A dozen bright colors leap from their dark, gelatinous backdrop. They undulate nauseatingly across the curse’s surface; the sight calls forth the same primal disgust as when Valyn was peeling potatoes and one collapsed into putrid, mold-speckled rot in her hand. It’s just wrong. The wrongness has nothing to do with the color, or the slime, or the wetness. It just is. The curse might be beautiful if it wasn’t so abhorrent. But it's the worst thing she's ever seen.

She heaves.

Her mother did warn her.

When the shawl returns to the water, Valyn forces herself to keep looking. She’s too old to be upset by the sight of some ruined cloth. It goes dark again once it leaves the lamplight, anyway. Becomes a limp, unimposing rag.

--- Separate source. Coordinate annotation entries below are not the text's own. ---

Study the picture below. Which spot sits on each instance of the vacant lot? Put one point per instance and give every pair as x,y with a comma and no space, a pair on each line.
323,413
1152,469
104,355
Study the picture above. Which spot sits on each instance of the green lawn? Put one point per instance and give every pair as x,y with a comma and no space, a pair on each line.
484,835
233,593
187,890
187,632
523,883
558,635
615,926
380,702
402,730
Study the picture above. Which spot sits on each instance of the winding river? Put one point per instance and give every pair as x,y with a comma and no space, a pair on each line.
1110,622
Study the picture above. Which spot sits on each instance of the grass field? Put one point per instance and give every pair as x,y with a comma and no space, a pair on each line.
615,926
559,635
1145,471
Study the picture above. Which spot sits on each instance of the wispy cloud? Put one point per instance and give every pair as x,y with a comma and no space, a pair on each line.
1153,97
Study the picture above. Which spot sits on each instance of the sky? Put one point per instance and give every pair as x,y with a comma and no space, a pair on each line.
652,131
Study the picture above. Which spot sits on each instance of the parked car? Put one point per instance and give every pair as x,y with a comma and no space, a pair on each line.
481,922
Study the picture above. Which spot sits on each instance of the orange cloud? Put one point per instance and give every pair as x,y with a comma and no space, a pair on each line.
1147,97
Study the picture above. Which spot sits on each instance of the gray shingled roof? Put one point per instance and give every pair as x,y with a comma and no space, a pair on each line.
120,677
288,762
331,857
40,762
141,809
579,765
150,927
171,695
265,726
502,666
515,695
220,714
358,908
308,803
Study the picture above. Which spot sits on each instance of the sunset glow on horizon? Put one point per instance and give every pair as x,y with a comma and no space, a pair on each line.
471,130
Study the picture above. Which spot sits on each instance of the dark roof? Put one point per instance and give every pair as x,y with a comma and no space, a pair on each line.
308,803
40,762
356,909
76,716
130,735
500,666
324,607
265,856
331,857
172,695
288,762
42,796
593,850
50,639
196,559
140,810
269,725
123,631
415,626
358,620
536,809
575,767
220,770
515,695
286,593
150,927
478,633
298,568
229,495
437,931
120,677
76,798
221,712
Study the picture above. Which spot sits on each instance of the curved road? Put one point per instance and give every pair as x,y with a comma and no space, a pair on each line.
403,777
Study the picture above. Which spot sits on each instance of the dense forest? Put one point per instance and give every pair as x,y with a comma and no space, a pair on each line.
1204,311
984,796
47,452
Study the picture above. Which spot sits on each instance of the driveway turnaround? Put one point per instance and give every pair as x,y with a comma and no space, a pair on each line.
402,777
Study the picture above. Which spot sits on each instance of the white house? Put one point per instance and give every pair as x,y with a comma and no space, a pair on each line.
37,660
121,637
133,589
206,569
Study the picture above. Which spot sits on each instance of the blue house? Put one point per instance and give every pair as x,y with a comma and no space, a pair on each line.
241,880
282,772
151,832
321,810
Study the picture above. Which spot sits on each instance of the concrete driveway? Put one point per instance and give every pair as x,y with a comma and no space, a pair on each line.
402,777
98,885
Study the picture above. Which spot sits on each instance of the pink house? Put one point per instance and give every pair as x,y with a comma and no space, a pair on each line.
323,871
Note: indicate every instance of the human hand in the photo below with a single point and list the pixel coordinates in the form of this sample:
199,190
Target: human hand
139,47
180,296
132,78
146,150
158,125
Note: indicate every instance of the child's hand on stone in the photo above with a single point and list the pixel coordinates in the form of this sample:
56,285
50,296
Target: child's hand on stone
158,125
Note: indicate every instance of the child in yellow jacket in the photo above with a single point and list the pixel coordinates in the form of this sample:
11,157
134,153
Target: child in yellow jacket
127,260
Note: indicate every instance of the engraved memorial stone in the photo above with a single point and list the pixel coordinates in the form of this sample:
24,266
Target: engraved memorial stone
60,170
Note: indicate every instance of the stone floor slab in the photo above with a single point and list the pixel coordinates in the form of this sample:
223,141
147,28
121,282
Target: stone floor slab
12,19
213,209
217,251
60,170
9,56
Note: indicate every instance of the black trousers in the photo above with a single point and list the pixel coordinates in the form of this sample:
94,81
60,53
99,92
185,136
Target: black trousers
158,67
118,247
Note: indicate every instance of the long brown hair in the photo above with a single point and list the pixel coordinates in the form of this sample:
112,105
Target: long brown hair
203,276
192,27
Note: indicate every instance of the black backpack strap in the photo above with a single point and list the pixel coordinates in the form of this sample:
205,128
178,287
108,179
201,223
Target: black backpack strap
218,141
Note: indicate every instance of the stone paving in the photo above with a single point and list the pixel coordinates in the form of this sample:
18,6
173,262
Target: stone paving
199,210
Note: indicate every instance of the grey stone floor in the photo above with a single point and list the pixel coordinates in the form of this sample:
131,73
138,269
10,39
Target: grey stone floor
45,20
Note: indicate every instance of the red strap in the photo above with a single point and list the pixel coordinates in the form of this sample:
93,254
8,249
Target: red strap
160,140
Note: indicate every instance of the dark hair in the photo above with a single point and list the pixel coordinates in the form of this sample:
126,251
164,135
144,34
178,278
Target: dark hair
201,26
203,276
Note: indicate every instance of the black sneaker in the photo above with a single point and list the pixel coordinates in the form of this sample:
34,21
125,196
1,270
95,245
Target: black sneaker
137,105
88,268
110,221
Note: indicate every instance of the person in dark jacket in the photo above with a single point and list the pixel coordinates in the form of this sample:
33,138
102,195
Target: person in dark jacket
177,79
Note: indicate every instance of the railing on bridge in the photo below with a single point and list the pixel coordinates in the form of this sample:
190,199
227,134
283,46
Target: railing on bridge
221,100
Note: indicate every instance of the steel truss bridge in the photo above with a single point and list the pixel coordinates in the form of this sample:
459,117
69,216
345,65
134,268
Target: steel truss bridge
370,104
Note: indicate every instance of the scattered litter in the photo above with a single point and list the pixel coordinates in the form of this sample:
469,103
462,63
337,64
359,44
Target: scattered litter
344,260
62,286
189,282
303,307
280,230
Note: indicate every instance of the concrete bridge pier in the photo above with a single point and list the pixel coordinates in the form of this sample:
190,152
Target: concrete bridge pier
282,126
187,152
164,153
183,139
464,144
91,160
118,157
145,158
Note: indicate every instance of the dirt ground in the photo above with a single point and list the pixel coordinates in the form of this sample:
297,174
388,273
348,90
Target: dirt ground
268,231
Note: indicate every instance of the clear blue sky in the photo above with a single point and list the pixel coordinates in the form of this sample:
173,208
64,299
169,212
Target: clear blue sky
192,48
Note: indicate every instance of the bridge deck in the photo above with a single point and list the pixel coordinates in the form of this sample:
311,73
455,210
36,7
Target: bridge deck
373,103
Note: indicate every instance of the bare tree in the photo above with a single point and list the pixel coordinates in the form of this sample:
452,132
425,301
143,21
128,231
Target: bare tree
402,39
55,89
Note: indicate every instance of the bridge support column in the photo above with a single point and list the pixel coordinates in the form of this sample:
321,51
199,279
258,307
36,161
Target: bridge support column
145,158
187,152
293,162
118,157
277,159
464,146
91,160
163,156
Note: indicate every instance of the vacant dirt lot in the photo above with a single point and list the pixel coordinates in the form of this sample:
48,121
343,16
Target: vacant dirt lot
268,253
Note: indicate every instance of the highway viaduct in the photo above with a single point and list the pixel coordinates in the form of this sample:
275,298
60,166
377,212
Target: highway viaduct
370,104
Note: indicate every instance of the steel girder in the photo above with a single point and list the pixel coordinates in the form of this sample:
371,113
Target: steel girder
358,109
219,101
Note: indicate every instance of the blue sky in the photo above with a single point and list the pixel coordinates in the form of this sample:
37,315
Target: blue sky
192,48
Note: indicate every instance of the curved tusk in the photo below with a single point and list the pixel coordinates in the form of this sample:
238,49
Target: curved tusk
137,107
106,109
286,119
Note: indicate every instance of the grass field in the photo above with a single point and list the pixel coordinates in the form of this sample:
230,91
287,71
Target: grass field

But the curse can’t lie to her anymore; her gut knows what it is. If she had eaten, this awful thing would undo that.

She forces herself to squint at it until she can discern those unnatural colors through the dimness. To justify her queasiness. And to prove her mother had lectured her for no good reason.

Her mother catches her attention. “Take it. I'll show you how to wash it.”

Now Valyn blanches. “You said I was only watching!”

“No, I said to pay attention. You need to know what to do. It won’t hurt you! It’s a curse on a shawl. Are you a shawl? Don’t wear it, and you’ll be fine. Now—no, come here—hold out your hand!”

Valyn doesn’t, but her mother takes her hand anyway and plunges it straight into the center of the curse.